Tuesday 7 April 2009

Increase Sales! and other lies to justify IT

"The website for the ten million pound sales campaign with this partner will take just two days effort to develop!" appealed the sales leader to the Star Chamber for technology project justification.

"This is not going to increase our revenue by one pound" said the CEO. "Our web developers' time is better spent on other projects. Next proposal..."

The CEO was right. The addressable sales opportunity was not going to get any bigger because of the website. The website was not going to reduce the sales force assigned to the program.

It is all too easy to justify benefits as simply increased sales. It is the easiest way to get a big number on the benefit side. And the easiest trap to fall into for a business case.

(A search on Amazon shows that there are 127 books with "increase sales" in the title, bought by sales people who justify the purchase as "cost £20, benefit increased sales".

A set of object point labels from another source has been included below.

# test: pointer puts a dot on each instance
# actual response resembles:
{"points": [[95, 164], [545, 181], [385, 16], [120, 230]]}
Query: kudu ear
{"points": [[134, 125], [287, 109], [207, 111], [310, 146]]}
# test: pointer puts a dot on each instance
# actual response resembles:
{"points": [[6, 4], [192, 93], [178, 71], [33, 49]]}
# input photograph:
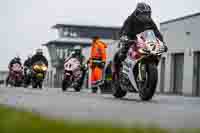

They are written by very canny salespeople who have discovered the benefits of scalability: If they sell then their income is limited by the number of hours in their day. If they write a book on selling then their income is no longer limited by their time but the marketablity of their ideas.)

So if you use "increased sales" as one of your benefits look long and hard at it.

  • The benefits of the process improvement are not the total sales increase – but the increase in net revenue, after allowing for the full cost of sales and marketing and all other overheads.
  • It is essential that there is a clear link between the increase in sales revenue and sales process improvement. It is not enough to attribute the increase in sales revenue in the current year to the process change. You should provide some firm and auditable types of deals or specific sales that can be justified and backed by sales management - who will need to ensure that the specific sales revenues have not been double counted for benefits or commission elsewhere.
  • If you have an innovative sales channel then you need to make sure that you allow for any loss of sales revenue from other channels.

If you don't have the specific link from the process improvement to the benefit the risk is all to clear in the current economic climate: The process is implemented but because of the global recession sales fall. Now where is the benefit in that?